A couple of days back, my pre-teen son was watching a European league soccer match and he didn’t seem to be excited even though his favorite team was playing. The next day, he was watching the highlights of the same match with two of his soccer-fanatic friends, and their excitement couldn’t be contained. In another situation, there was a blurry, pixelated, non-HD telecast of one of his favorite cartoons and he was so engrossed in it, he didn’t pay me any heed when I asked him to switch channels as the picture quality was very poor. I was intrigued.
So, what are the elements that drive the viewing experience? It cannot be the content alone. In this case, it was a host of other factors, such as the company of friends or a pleasurable memory associated with the cartoon. It then becomes essential for a DSP to understand these elements and derive actionable business insights from the data collected, to deliver superior customer experience. These elements could be consumer factors – relating to consumers’ psychographic profile, and contextual factors – which are not within the control of the service provider but nevertheless, play a key role in the perception of service quality.
The factors that drive the Quality of Experience (QoE) for video consumption can be broadly classified into three categories:
Network and system factors: Network congestion during heavy usage periods, and associated delayed delivery of data packets falls in this category. The type of compression, codec used, average bit rate, amount of compression, buffer ratio, and joining time for multicast video can be some of the network and signal related factors, which significantly impact how the video content is finally rendered and played on a consumer’s device.
The genre of the content could also be associated as a system factor. For example, fast-paced (sports, action, comedy) content requires higher quality video than slow paced (drama, documentary). This is because fast-paced content has quick cuts and moves, and hence requires higher refresh rates, to provide higher quality images that satisfy a viewer.
Consumer factors: The personality of the consumer plays a big role in deciding the experience. Different people may have different levels of sensitivity to volume and channel changes. People who have a flair for technology, or let’s say, who understand technology more than an average viewer can sometimes be too critical and sensitive to even the minutest of QoE issues.
Interest plays an important role too. Content that resonates well with someone’s interest area results in higher QoE regardless of the actual video quality. So in my son’s case, because his favorite cartoon was playing, the pixelated view didn’t deter him from watching it spellbound. Also, if the visuals are too brilliant (captivating color scheme, unconventional camera moves, beautiful locales, and so on), consumers can sometimes have a high QoE even if the content does not correspond much with the viewer’s interest.
There are certain demography aspects as well. Age, gender, and cultural background can render different levels of QoE with people from different countries and continents. From my personal research and experience of interacting with people from across the globe, I feel that older people are more accommodating toward low-quality video, and often less critical. There also seems to exist gender-based differences in perception and response to the quality of video.

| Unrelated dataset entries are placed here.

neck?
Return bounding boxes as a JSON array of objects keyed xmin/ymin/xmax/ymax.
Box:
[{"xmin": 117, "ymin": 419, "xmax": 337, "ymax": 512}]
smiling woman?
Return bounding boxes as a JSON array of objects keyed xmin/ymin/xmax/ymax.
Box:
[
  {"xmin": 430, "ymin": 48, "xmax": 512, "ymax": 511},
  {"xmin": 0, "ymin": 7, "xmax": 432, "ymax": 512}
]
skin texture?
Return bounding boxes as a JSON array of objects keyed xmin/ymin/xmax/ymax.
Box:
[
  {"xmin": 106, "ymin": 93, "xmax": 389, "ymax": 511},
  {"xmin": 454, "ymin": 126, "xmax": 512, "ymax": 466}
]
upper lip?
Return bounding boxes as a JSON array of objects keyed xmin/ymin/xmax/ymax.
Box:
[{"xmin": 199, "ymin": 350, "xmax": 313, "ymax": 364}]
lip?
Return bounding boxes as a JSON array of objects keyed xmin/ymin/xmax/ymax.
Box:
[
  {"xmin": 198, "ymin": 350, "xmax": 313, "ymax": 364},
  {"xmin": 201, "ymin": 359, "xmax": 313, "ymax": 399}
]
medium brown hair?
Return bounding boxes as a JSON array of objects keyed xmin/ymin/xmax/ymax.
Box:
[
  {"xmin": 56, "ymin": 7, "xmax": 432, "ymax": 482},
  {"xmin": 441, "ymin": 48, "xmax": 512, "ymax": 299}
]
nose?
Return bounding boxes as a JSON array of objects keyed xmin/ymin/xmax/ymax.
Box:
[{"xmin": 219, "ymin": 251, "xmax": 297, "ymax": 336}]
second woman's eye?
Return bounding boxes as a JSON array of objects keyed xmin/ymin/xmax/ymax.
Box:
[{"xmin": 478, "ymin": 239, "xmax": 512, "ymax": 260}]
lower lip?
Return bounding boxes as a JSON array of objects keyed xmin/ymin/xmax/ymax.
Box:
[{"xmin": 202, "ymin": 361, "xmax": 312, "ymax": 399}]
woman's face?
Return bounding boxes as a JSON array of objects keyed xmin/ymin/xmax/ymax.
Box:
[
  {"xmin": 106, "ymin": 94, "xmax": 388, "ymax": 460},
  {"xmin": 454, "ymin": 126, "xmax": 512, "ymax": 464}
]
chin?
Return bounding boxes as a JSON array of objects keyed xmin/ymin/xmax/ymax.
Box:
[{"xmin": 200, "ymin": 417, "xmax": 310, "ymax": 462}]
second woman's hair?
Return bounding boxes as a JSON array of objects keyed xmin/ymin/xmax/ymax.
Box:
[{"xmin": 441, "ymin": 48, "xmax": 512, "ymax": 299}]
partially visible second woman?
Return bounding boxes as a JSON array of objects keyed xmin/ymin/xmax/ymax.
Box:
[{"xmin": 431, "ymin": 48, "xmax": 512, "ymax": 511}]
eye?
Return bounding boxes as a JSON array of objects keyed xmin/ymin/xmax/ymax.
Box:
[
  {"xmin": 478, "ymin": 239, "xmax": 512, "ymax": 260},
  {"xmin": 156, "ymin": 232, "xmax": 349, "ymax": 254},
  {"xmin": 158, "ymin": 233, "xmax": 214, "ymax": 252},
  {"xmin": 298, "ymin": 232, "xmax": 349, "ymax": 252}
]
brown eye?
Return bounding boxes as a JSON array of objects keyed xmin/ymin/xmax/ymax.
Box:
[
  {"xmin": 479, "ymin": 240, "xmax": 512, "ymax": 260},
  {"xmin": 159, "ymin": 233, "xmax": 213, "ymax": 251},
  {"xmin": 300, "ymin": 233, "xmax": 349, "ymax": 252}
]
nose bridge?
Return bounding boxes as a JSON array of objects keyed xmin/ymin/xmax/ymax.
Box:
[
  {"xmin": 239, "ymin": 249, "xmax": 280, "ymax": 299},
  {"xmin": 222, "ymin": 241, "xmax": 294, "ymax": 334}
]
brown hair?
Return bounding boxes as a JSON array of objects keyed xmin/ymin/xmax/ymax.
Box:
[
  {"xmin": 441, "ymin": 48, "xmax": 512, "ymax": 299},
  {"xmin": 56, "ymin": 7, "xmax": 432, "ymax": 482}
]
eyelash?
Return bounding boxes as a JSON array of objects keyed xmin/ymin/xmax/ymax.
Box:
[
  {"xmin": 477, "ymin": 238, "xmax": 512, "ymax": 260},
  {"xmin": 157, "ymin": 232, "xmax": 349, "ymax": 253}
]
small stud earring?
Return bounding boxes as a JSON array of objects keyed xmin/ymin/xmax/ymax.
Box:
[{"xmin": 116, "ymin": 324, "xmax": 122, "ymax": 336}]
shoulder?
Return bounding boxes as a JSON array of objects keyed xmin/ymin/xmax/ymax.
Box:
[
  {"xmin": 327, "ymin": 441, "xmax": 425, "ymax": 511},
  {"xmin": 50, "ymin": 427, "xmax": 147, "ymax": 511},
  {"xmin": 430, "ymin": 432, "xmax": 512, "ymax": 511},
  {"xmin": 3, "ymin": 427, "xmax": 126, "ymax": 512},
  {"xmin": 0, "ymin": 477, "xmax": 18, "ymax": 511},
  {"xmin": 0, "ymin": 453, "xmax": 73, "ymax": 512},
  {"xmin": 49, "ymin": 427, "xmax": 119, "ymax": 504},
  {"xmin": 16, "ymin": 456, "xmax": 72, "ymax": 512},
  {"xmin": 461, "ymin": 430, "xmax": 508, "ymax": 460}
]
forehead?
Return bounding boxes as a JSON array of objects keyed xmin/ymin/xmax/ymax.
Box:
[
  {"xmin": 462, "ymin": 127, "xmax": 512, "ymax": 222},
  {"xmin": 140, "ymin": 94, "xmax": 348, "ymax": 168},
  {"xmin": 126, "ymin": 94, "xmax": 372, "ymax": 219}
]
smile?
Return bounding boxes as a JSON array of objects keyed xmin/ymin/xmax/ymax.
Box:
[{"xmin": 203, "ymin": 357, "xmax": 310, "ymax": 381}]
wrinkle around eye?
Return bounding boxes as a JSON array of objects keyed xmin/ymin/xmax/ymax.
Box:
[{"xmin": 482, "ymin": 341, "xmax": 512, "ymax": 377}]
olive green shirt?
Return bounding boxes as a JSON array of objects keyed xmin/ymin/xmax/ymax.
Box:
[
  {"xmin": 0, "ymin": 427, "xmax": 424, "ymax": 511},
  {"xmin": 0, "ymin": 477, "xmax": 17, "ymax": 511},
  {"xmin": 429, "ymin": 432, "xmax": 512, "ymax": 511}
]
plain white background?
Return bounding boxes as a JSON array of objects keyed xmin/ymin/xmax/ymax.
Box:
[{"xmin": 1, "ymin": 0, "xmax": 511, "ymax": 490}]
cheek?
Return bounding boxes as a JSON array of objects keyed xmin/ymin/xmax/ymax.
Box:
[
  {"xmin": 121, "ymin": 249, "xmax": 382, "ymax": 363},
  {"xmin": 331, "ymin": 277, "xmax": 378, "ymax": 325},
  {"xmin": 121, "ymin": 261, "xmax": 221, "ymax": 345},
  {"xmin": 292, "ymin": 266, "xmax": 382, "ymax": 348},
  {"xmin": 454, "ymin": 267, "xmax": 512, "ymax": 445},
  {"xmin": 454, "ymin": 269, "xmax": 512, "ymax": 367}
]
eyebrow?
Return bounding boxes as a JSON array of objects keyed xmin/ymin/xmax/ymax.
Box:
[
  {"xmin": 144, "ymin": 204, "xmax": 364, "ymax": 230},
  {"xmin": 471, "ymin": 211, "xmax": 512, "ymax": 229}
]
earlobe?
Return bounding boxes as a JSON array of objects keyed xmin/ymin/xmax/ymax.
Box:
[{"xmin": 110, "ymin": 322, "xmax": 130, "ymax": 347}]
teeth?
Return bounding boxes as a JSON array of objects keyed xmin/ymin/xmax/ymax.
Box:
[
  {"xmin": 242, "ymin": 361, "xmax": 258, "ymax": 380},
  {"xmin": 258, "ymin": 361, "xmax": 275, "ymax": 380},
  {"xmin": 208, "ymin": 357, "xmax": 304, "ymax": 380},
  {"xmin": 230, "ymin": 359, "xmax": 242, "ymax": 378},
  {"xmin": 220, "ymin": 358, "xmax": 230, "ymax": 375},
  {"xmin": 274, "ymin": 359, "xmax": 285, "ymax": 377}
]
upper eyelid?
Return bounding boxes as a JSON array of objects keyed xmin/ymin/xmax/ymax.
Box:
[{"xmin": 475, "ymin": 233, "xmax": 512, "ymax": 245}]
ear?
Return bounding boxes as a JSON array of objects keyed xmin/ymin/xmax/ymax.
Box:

Contextual factors: The physical environment comprising viewing position, lighting condition, size of the TV screen, and so on, also drive the viewers’ QoE. For instance, a horror movie playing at night, with lights dimmed or completely turned off, will make for a scarier, more horrific, and engaging experience than if seen in a well-lit room.
There are socio-economic conditions too. Household or personal income can also create a perception of how much one is paying to enjoy a service against the enjoyment the person experiences. Emotional conditions – whether watching alone or with a group of like-minded friends – is another deciding factor. For instance, my son’s different reactions to the same match in different situations – one, when he watched it all by himself, and the other time, with friends.
So, measuring the network Quality of Service (QoS) alone for deciding the viewers’ QoE may be misleading and insufficient. Like everything associated with emotions and feelings, QoE is a complex parameter – a function of so many variables. For a DSP looking to enhance viewers’ customer experience and in turn drive customer retention, only measuring the network and system related factors won’t help. In this digital age, when viewers are bombarded with all kinds of media from various channels, DSPs can stand out by offering what the viewer wants, whenever, and wherever. After all, the consumer rules, and context is king!